This is the first in a series of eLetters that will – from time to time – explore some of the issues and risks inherent in the growth of Internet access and the Information Society. The use of such powerful new tools as data mining to analyse personal data collected on the Web, for example, has significant social and personal implications that call for international regulatory action. Most of you, my readers, are involved in some way with ICTs – many, perhaps with the questions raised by this letter.
How do you feel about these questions? What needs to be done to take proper advantage of the technologies while containing the risks? What sort of regulatory action, what sort of international action is called for? Write to me, I would like to include your thoughts and opinions in future eLetters. email@example.com
Correlated beyond all recognition, advertising, and the death of privacy
Once upon a time advertising was just a way to send a company’s message to a consumer. It was a one-way street. Today we are moving in a different, disturbing, direction.
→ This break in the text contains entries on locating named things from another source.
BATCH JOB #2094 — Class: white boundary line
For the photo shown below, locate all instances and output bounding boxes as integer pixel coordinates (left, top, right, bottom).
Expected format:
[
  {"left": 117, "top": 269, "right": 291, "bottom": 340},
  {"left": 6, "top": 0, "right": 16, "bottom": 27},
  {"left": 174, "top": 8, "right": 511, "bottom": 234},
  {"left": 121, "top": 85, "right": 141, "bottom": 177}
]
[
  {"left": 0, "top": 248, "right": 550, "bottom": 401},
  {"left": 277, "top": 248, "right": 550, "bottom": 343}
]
I am not against advertising; it is an important driving force in our economy. It helps us make choices. It informs us of many things we really want to know or are not aware of, but should know about. I think some ads are truly sensational, but then, I even like catalogues. Advertising supports all the broadcast programming we see on free TV, makes magazines and newspapers affordable and one day soon will be bringing the same sort of benefits to your mobile phone.
Targeted advertising, or ‘addressable advertising’ as it is now called, is the goal of today’s advertisers and, by extension, all advertising vehicles. The idea is to address ads targeted to match each individual consumer’s profile. Understanding the consumer’s profile, their interests, needs, wants and desires can – in principle – let advertisers address highly specific messages to each individual. The difference between principle and practice is, in this case, far from trivial. Although this may seem innocent, many of the implications are not.
The data to learn about customer preferences is available. There is a staggering amount of collectable data flowing over the world’s networks. It can be, and is, collected in a great number of ways at a great number of locations, by a wide variety of interested organizations and individuals.
Websites, governments, cable company set-top boxes, mobile phone platforms, suppliers, and location-based services among others, all gather information about us – their citizens, users and buyers. The data and information they gather, properly analyzed, tell them much more about us than we suspect. Governments use the information they gather to profile people and find terrorists, tax-evaders, criminals, track epidemics and much else. Advertisers want to understand how to reach and sell to customers, so that is how they use the data.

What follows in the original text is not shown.